Poseł Ozdoba do Radia Zet przyszedł przede wszystkim jako członek komisji ds. Pegasusa, która w poniedziałek rozpoczęła swoje prace. Nie chciał jednak wdać się w dyskusję na temat możliwych podsłuchów u jego partyjnych kolegów, ani u niego samego.
– Głuchy telefon działa, to wszystko jest dzisiaj wyssane z palca – przekonywał.
– Nie ma żadnych potwierdzonych informacji, że ktokolwiek był na liście, czy że ta lista w ogóle jest – podkreślał. Mówił też, że jest to bardzo delikatna materia i nie wie, czy już po ujawnieniu stosownych dokumentów będzie mógł o nich rozmawiać w mediach.
Jacek Ozdoba o zdrowiu Zbigniewa Ziobry
Jako członek Suwerennej Polski, Ozdoba usłyszał też pytanie o stan zdrowia Zbigniewa Ziobry. – W obecnej sytuacji parlamentarnej i z uwagi na to, że okres leczenia jest określony, to jest to moment, w którym możemy o tym dyskutować, ale nie ma takie powodu, sądzę, żeby rezygnować – zaczął.

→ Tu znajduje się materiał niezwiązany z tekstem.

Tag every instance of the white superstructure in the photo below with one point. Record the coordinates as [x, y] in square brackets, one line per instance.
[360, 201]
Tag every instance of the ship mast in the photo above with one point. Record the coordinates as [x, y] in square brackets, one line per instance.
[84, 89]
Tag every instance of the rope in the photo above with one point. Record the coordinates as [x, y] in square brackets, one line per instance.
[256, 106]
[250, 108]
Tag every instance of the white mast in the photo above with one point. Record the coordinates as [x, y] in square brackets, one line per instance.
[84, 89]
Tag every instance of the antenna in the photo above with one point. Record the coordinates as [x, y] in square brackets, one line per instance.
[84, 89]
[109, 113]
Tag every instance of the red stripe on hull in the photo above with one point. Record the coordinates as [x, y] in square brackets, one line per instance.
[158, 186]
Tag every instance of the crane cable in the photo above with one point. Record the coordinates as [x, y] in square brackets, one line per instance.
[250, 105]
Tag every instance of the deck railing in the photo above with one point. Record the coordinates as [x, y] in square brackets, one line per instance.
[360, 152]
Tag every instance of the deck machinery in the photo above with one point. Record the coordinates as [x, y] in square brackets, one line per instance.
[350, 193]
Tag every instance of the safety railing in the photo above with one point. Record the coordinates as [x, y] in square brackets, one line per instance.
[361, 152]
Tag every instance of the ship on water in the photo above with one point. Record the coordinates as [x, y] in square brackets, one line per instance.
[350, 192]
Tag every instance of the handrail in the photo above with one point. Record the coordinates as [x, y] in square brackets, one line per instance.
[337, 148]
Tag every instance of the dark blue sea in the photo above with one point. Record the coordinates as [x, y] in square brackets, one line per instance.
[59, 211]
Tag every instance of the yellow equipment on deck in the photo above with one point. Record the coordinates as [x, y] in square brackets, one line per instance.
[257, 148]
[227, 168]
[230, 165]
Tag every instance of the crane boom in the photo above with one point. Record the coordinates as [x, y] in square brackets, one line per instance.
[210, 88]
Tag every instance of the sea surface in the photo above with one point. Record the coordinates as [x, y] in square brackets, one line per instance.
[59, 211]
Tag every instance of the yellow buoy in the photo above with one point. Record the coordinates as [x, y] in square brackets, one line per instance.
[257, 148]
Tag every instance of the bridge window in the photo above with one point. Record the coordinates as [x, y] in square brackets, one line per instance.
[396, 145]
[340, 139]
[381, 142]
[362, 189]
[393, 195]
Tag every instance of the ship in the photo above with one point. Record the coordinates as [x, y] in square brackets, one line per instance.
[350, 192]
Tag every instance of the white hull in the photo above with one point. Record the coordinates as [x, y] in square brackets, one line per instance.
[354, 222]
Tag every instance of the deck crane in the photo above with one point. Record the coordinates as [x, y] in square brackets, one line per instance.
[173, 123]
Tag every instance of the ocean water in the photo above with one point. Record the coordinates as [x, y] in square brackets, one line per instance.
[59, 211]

– Wielu parlamentarzystów chorowało, wyłączało się, tak jak jedna koleżanka, trzymam za nią kciuki. Wiem, że chyba dobrze jej ta walka z rakiem wyszła i mam nadzieję, że podobnie będzie w przypadku pana Zbigniewa Ziobro – mówił dalej Ozdoba.
– Wiem, że jego stan zdrowia uniemożliwia prowadzenie jakiejkolwiek kampanii. Domniemywam, ale to jest więcej niż prawdopodobne, że nie będzie kandydował. Jego stan jest poważny, jest po chemioterapii. Nie ma możliwości fizycznego stawiennictwa – dodawał poseł, także w kontekście wezwania Ziobry przed komisję śledczą ds. Pegasusa.
Świadkowie wezwani przez komisję ds. Pegasusa
Podczas głosowań nad kandydatami, komisja śledcza ds. Pegasusa zdecydował o wezwaniu na świadków m.in.: Mariana Banasia, Ernesta Bejdę, Krzysztofa Brejzę, Dorotę Brejzę, Jarosława Kaczyńskiego, Andrzeja Stróżnego, Beatę Szydło, Macieja Wąsika, Zbigniewa Ziobrę. Odrzucono z kolei pomysły PiS, by przesłuchiwać także Rafała Trzaskowskiego, czy podsłuchiwaną przez system Pegasus prokurator Ewę Wrzosek.